# buying house or flat payment plan etc



## stefan78 (Jan 10, 2019)

hi

as i mentioned before in other topic i plan my big move to Cyprus in 2020 but maybe a bit later depends of few things...

i'm looking to buy house or flat however i was wondering is any developers or company in Cyprus offer same deal like in Northern Cyprus like payment plan on off plan property for example deposit 20-30% then monthly payments spread for few years but no mortgage?

i will be on position to buy smaller property for cash or ideally i will be happy to put deposit and then monthly payments on bigger new property even if is off plan and will be ready 2020 or later...

when i try google this option it shows only results in North...

i choose this option coz when i arrive i will be new in country without credit history so i guess my no chance for traditional mortgage also my work will be self employed mostly online so i guess for banks is big no 

any thoughts about it ?

any recommendation for payment plans?

thanks in advance for your time


----------



## PeteandSylv (Sep 24, 2008)

The recommendation that I and many others will give is Do Not Buy. Initially you should rent so that you can settle in and make sure you like living in Cyprus. As with anywhere it is always different living in a place to holidaying there. You will gain the opportunity to discover where you want to settle if you make the decision to buy and the types of property available. You will also be able to discover more about the facts you need to know when purchasing here.

Pete


----------



## stefan78 (Jan 10, 2019)

PeteandSylv said:


> The recommendation that I and many others will give is Do Not Buy. Initially you should rent so that you can settle in and make sure you like living in Cyprus. As with anywhere it is always different living in a place to holidaying there. You will gain the opportunity to discover where you want to settle if you make the decision to buy and the types of property available. You will also be able to discover more about the facts you need to know when purchasing here.
> 
> Pete


hi

thanks for reply

i have few reason why i want to buy not rent

when i was visiting Cyprus i was always like "local" stay in flat, drive rented car, shop and eat local, obviously i had time on beach etc but i try socialize with locals and expats and it really feels like is right place for me...

i will be working mostly online first but i have some plans about some local small business but not right away...

but if you have something serious in your mind what i can disslike please let me know
thanks


----------



## nhowarth (Dec 6, 2017)

Hi stefan

I go along with PeteandSylv's recommendation.

If you plan on living in Cyprus, start off by renting somewhere to live. You should rent for at least six months, ideally a year, and get to know the island before committing yourself.

Some people soon discover that living in Cyprus is not for them. They often find that family ties are too great or find it too difficult to settle in a foreign country.

Tourists visiting Cyprus often fall love with the island and immediately go on a property buying spree; failing to appreciate that holidaying in Cyprus and living in Cyprus two completely different things. Many regret their decision and sell up after a year or two and return to the UK, while others move to somewhere on the island more to their liking.

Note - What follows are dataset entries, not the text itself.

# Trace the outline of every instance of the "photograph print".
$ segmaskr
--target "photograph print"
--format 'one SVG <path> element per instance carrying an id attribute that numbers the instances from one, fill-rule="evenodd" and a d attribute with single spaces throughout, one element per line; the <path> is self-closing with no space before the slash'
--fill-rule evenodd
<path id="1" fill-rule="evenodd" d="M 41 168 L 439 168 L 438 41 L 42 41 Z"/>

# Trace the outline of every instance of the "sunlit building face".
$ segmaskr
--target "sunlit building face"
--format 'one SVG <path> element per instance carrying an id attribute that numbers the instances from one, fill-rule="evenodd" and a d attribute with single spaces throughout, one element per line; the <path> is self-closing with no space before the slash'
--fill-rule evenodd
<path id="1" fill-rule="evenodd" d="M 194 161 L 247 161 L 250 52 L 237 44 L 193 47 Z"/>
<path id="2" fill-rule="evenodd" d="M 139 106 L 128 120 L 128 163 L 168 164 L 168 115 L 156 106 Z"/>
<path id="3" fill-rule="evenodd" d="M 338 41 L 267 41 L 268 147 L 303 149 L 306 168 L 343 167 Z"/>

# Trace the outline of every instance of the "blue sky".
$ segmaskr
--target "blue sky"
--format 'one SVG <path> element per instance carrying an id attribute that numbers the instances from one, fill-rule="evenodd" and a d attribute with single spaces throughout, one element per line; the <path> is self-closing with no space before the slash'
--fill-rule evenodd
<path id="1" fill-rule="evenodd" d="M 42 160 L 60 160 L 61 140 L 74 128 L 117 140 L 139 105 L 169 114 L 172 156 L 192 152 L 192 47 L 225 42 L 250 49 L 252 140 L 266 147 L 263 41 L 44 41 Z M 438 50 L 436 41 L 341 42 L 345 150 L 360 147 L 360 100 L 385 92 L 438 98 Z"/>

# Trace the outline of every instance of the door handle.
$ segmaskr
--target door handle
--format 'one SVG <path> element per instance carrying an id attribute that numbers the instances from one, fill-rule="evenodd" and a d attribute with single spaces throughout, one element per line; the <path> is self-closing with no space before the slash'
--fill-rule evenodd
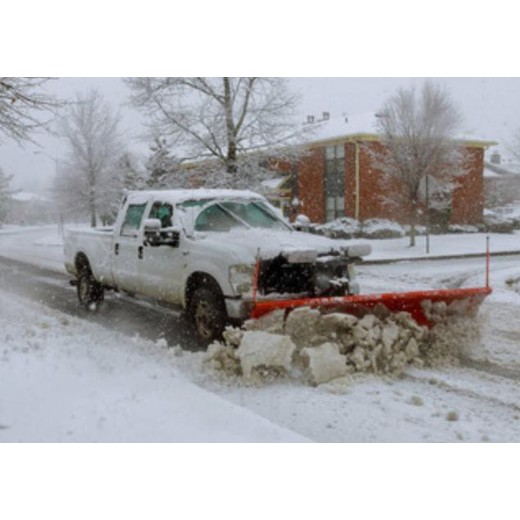
<path id="1" fill-rule="evenodd" d="M 114 246 L 114 254 L 118 255 L 119 254 L 119 244 L 116 244 Z"/>
<path id="2" fill-rule="evenodd" d="M 139 258 L 139 260 L 143 259 L 143 252 L 144 252 L 144 247 L 143 246 L 139 246 L 137 248 L 137 258 Z"/>

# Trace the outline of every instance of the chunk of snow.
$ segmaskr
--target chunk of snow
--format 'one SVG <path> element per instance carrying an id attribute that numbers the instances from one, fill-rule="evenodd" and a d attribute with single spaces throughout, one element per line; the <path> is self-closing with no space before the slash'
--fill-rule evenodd
<path id="1" fill-rule="evenodd" d="M 247 379 L 258 367 L 281 368 L 289 372 L 295 350 L 296 345 L 287 336 L 262 331 L 246 331 L 236 356 Z"/>
<path id="2" fill-rule="evenodd" d="M 338 345 L 324 343 L 318 347 L 302 349 L 302 357 L 307 360 L 307 371 L 311 383 L 328 383 L 348 373 L 346 356 L 340 354 Z"/>
<path id="3" fill-rule="evenodd" d="M 320 311 L 310 307 L 294 309 L 287 316 L 285 333 L 299 347 L 305 347 L 316 334 L 316 327 L 320 319 Z"/>

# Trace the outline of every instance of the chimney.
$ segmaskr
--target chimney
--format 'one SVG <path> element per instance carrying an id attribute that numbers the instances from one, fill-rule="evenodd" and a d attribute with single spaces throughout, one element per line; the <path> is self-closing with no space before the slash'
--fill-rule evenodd
<path id="1" fill-rule="evenodd" d="M 314 116 L 307 116 L 307 123 L 314 123 Z"/>
<path id="2" fill-rule="evenodd" d="M 330 119 L 330 112 L 323 112 L 322 118 L 323 121 L 328 121 Z"/>
<path id="3" fill-rule="evenodd" d="M 491 154 L 491 164 L 500 164 L 500 153 L 498 151 Z"/>

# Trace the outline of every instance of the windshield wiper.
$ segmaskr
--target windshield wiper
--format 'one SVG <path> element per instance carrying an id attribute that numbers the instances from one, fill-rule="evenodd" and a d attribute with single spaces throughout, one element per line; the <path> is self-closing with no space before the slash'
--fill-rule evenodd
<path id="1" fill-rule="evenodd" d="M 238 224 L 241 224 L 242 226 L 245 226 L 247 229 L 251 229 L 252 226 L 248 224 L 245 220 L 240 218 L 236 213 L 234 213 L 232 210 L 226 208 L 223 206 L 220 202 L 215 203 L 215 206 L 218 206 L 226 215 L 231 217 L 233 220 L 235 220 Z"/>
<path id="2" fill-rule="evenodd" d="M 258 208 L 264 215 L 267 215 L 269 218 L 273 219 L 274 222 L 277 224 L 282 224 L 285 228 L 292 231 L 292 227 L 289 226 L 286 222 L 284 222 L 282 219 L 280 219 L 275 213 L 272 213 L 269 208 L 266 208 L 263 204 L 259 202 L 255 202 L 254 200 L 251 201 L 251 204 Z"/>

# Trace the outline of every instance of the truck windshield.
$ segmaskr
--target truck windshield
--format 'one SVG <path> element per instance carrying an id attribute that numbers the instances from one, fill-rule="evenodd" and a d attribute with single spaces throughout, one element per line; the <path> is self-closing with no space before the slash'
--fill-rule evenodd
<path id="1" fill-rule="evenodd" d="M 195 221 L 195 231 L 229 231 L 237 227 L 290 229 L 262 201 L 215 201 Z"/>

Others often make the mistake of making their permanent home in a tourist area rather than a residential area. They find out too late that their neighbours are noisy & constantly changing, or see adjacent properties standing empty and poorly maintained for many months in the year. Often they have no facilities nearby and, having no permanent neighbours, they find it difficult to make permanent friends.

*Finding rental property*

There are many properties available for rent in Cyprus; the longer the rental term the better deal you’ll be able to get.

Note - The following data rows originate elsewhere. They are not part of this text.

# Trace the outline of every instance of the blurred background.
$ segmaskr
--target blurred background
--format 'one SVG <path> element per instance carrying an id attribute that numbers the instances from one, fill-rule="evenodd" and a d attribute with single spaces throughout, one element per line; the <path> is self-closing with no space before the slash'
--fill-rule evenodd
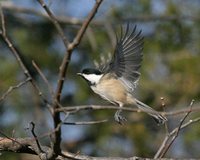
<path id="1" fill-rule="evenodd" d="M 59 65 L 65 47 L 52 23 L 43 16 L 36 0 L 0 1 L 5 14 L 6 30 L 43 94 L 50 100 L 46 84 L 33 68 L 34 60 L 56 87 Z M 80 24 L 91 11 L 94 0 L 45 1 L 61 22 L 69 40 L 73 40 Z M 156 110 L 186 108 L 192 99 L 195 107 L 200 98 L 200 1 L 199 0 L 104 0 L 81 44 L 71 57 L 62 95 L 63 106 L 109 104 L 93 94 L 87 83 L 76 75 L 84 67 L 93 67 L 94 60 L 113 53 L 115 32 L 120 26 L 137 25 L 145 37 L 144 60 L 135 96 Z M 10 86 L 25 76 L 3 40 L 0 40 L 0 97 Z M 153 157 L 166 132 L 146 114 L 124 112 L 128 122 L 120 126 L 113 120 L 114 111 L 81 111 L 67 121 L 109 119 L 109 122 L 87 126 L 63 126 L 62 148 L 92 156 Z M 190 118 L 200 116 L 193 113 Z M 169 116 L 169 130 L 183 115 Z M 63 115 L 64 118 L 64 115 Z M 52 129 L 52 118 L 38 94 L 28 83 L 15 89 L 0 101 L 0 130 L 7 136 L 32 136 L 26 128 L 36 123 L 36 133 Z M 200 127 L 191 125 L 181 131 L 166 157 L 200 157 Z M 2 136 L 2 135 L 1 135 Z M 48 138 L 41 138 L 49 144 Z M 36 156 L 2 152 L 2 160 L 38 159 Z"/>

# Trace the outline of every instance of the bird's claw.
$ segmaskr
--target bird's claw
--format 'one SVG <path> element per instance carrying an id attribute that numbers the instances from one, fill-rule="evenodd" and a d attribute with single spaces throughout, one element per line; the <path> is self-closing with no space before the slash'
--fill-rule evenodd
<path id="1" fill-rule="evenodd" d="M 118 110 L 118 111 L 115 113 L 114 118 L 115 118 L 115 121 L 116 121 L 117 123 L 123 125 L 124 122 L 126 122 L 127 120 L 126 120 L 125 117 L 123 117 L 123 116 L 120 114 L 121 112 L 122 112 L 121 110 Z"/>

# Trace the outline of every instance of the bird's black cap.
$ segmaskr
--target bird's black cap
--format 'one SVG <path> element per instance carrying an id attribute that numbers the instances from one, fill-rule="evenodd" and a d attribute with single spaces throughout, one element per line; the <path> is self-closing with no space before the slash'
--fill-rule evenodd
<path id="1" fill-rule="evenodd" d="M 96 75 L 101 75 L 101 71 L 99 71 L 98 69 L 94 69 L 94 68 L 86 68 L 83 69 L 81 73 L 84 74 L 96 74 Z"/>

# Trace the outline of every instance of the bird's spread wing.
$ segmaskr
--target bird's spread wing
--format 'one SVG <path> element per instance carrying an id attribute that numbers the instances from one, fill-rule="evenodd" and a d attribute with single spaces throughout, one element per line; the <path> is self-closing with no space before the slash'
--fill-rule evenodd
<path id="1" fill-rule="evenodd" d="M 104 73 L 115 73 L 123 82 L 128 91 L 132 92 L 139 80 L 139 68 L 142 61 L 143 37 L 141 31 L 136 32 L 127 28 L 125 32 L 121 28 L 120 38 L 117 38 L 114 56 L 107 65 L 104 66 Z"/>

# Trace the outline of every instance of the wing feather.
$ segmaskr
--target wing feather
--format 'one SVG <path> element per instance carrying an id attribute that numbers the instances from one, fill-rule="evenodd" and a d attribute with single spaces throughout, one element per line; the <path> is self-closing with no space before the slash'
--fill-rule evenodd
<path id="1" fill-rule="evenodd" d="M 137 27 L 130 29 L 127 25 L 125 32 L 121 27 L 113 58 L 104 65 L 102 72 L 114 73 L 123 82 L 129 92 L 132 92 L 140 77 L 139 69 L 142 62 L 143 36 Z"/>

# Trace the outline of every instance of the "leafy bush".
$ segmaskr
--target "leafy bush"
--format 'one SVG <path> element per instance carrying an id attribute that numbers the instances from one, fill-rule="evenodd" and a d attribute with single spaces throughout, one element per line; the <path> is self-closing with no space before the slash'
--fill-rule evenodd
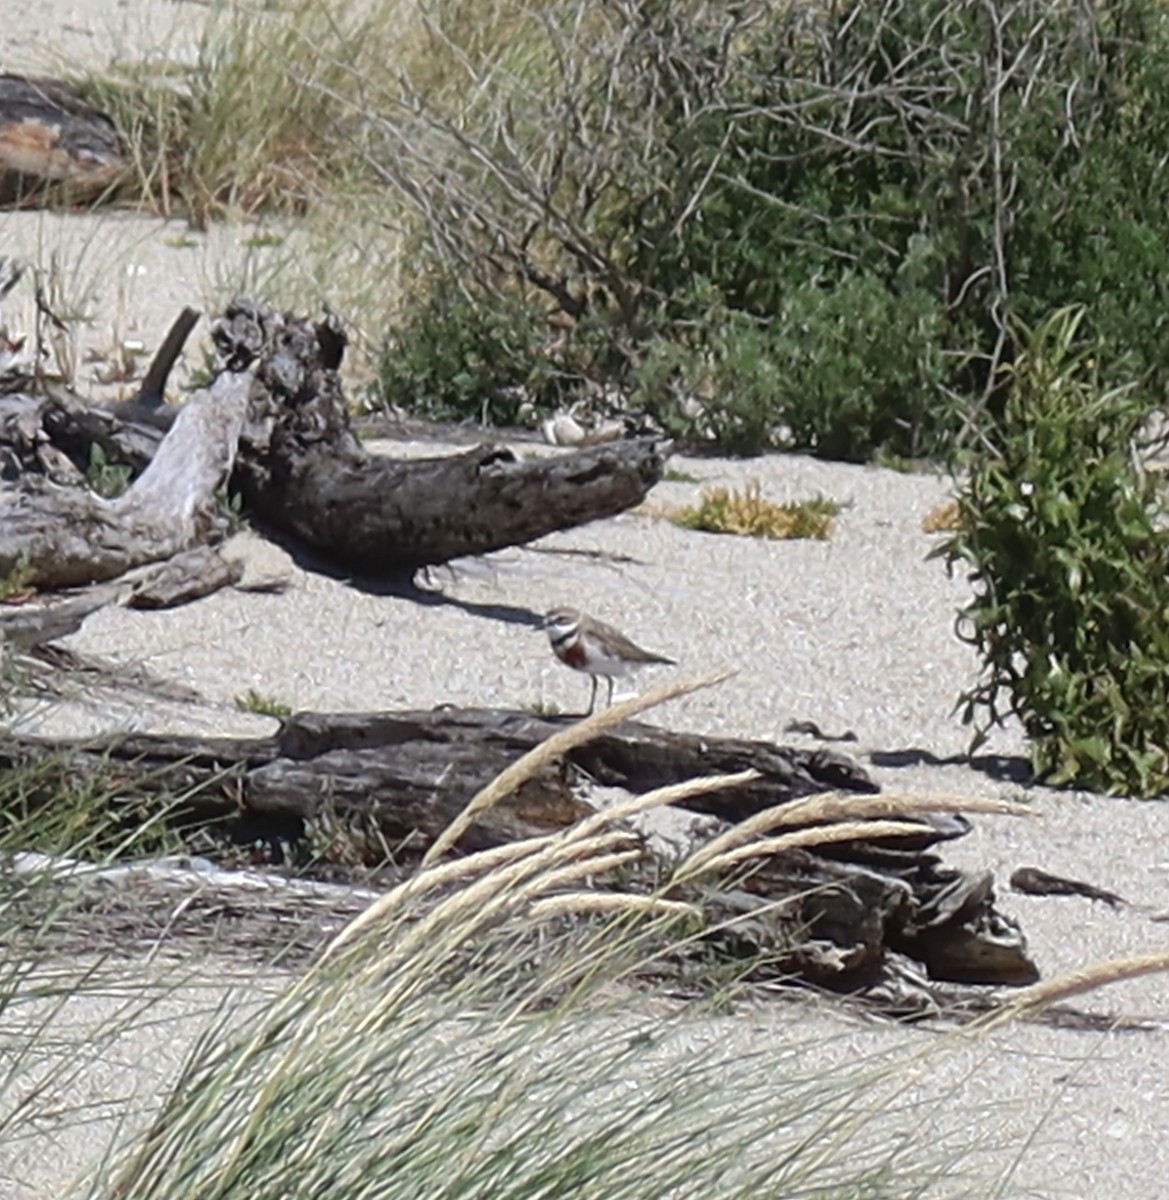
<path id="1" fill-rule="evenodd" d="M 959 633 L 983 670 L 962 701 L 980 736 L 1018 716 L 1052 783 L 1154 796 L 1169 790 L 1166 514 L 1133 457 L 1145 406 L 1102 385 L 1082 321 L 1064 310 L 1022 331 L 940 549 L 975 586 Z"/>
<path id="2" fill-rule="evenodd" d="M 390 331 L 381 394 L 434 420 L 514 424 L 536 371 L 538 320 L 522 300 L 488 305 L 440 287 Z"/>
<path id="3" fill-rule="evenodd" d="M 1001 412 L 1012 317 L 1075 301 L 1105 381 L 1169 386 L 1155 0 L 538 16 L 522 60 L 464 55 L 462 103 L 383 108 L 370 153 L 420 260 L 610 329 L 567 379 L 736 451 L 920 457 Z"/>

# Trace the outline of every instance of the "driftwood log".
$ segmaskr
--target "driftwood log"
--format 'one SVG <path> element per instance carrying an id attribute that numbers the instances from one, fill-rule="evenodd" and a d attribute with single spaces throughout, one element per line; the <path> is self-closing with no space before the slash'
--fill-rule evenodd
<path id="1" fill-rule="evenodd" d="M 400 578 L 613 516 L 665 466 L 668 443 L 655 438 L 523 460 L 494 445 L 405 461 L 370 455 L 350 430 L 335 320 L 241 300 L 213 336 L 216 378 L 173 423 L 156 368 L 112 412 L 60 388 L 0 396 L 0 576 L 20 566 L 42 588 L 107 580 L 213 541 L 214 521 L 192 521 L 212 511 L 231 473 L 260 528 L 345 573 Z M 196 419 L 211 410 L 215 419 Z M 117 501 L 63 486 L 83 476 L 95 446 L 140 473 Z"/>
<path id="2" fill-rule="evenodd" d="M 0 204 L 88 199 L 127 167 L 113 122 L 73 85 L 0 75 Z"/>
<path id="3" fill-rule="evenodd" d="M 117 780 L 135 797 L 190 797 L 186 821 L 218 822 L 237 840 L 295 841 L 312 828 L 353 831 L 384 854 L 424 851 L 468 798 L 564 719 L 523 712 L 447 710 L 301 713 L 264 738 L 132 736 L 102 744 L 5 739 L 0 770 L 59 764 L 76 783 Z M 698 737 L 626 723 L 549 765 L 481 814 L 458 849 L 562 829 L 591 811 L 586 784 L 641 793 L 697 775 L 753 767 L 759 779 L 688 807 L 723 821 L 825 790 L 875 792 L 854 762 L 827 750 Z M 41 772 L 46 798 L 53 772 Z M 134 809 L 135 819 L 141 809 Z M 732 921 L 735 943 L 765 951 L 781 972 L 832 986 L 871 980 L 888 956 L 919 960 L 936 978 L 1022 983 L 1035 978 L 1018 929 L 994 906 L 989 874 L 947 867 L 934 852 L 960 836 L 960 818 L 919 818 L 903 837 L 842 842 L 765 856 L 734 878 L 704 881 L 685 898 L 712 926 Z M 647 871 L 647 876 L 652 870 Z M 728 935 L 729 936 L 729 935 Z M 731 947 L 738 952 L 736 946 Z"/>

But don’t rush into renting the first property you see. Stay in a hotel or rent a holiday apartment for a few weeks to allow yourself enough time to have a good look around and find something that you really like.

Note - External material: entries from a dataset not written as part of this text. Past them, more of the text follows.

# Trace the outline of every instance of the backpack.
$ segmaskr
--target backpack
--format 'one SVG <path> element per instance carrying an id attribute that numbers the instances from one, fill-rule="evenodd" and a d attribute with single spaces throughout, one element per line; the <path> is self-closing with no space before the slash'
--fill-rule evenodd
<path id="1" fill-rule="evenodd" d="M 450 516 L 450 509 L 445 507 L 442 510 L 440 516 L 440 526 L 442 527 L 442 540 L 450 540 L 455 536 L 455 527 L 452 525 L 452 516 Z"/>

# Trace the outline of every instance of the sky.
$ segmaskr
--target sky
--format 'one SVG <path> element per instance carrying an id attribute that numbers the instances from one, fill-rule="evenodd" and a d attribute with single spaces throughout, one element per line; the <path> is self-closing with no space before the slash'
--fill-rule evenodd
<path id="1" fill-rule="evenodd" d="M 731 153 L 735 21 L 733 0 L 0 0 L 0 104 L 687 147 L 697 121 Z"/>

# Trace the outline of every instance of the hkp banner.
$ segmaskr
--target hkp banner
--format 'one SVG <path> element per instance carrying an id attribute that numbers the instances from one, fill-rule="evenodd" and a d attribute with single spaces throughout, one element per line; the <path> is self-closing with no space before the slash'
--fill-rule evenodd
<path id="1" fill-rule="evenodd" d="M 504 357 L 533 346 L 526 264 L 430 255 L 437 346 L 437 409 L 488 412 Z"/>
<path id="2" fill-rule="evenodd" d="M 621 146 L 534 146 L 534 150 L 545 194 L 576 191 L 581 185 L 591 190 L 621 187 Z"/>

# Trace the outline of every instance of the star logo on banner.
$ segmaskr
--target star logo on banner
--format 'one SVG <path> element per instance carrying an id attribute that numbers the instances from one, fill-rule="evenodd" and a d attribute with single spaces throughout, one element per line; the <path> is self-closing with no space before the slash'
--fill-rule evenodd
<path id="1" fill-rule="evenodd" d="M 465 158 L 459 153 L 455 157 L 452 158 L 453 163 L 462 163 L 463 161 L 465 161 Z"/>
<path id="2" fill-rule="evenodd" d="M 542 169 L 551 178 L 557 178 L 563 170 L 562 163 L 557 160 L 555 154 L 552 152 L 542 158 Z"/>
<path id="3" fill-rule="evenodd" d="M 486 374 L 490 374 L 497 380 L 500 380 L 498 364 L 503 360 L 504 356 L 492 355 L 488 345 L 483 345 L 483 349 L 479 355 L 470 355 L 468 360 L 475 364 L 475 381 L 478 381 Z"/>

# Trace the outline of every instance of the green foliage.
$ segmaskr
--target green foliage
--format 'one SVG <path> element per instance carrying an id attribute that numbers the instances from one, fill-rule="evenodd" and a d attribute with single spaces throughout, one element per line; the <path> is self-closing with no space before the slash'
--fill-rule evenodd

Renting gives you ample time to:

Decide whether you’ll be happy living in Cyprus.

Familiarise yourself with the island, the climate, the amenities and the local people.

Meet others who have moved to Cyprus and talk with them about their experiences.

Discover the real cost of living for yourself.

*Buying property*

Given the problems of the past and the on-going problems with Title Deeds, you should avoid buying off-plan. Buy a resale property that has been issued with it's all-important Title Deed.

Regards,


----------



## stefan78 (Jan 10, 2019)

thanks Nigel for plenty of info...

i need consider all options...

but after my few visits in Cyprus when i was trying be more "local" than tourist i think Cyprus is right place for me... 

when i moved to UK i was not prepared at all and i survive and succeed...

my move to Cyprus is much better prepared and for that reason i still more willing buy then let...

in worst scenario i can always keep it as investment, sell or rent out, just have to many bad experiences in past with landlords so i prefer be in my own place...

main reason of my move to Cyprus is coz i want to slow down a bit, have more time for myself and my hobbies which is difficult in UK mainly by weather and fast working life (i have source of income to support myself in Cyprus and some idea about small local business which i can open)
also i'm not getting any younger and i think if i settle in Cyprus now then it will be nice place to retire...

i hope you can understand more my position after this post.

thanks again


----------



## ConstantinosPap (Feb 27, 2019)

Hi there i think nobody will make you a plan for paying without a loan from the bank.
Some developers as i know the want the 30% and may be paid in three parts but have to be paid until the house will be ready to live. If you are a Europe citizen you can get a loan.
For payment plans i think nobody will agree more than 4 parts of payment.
And for sure will need 20% to 30% at the beggining.
Hope i helped.


----------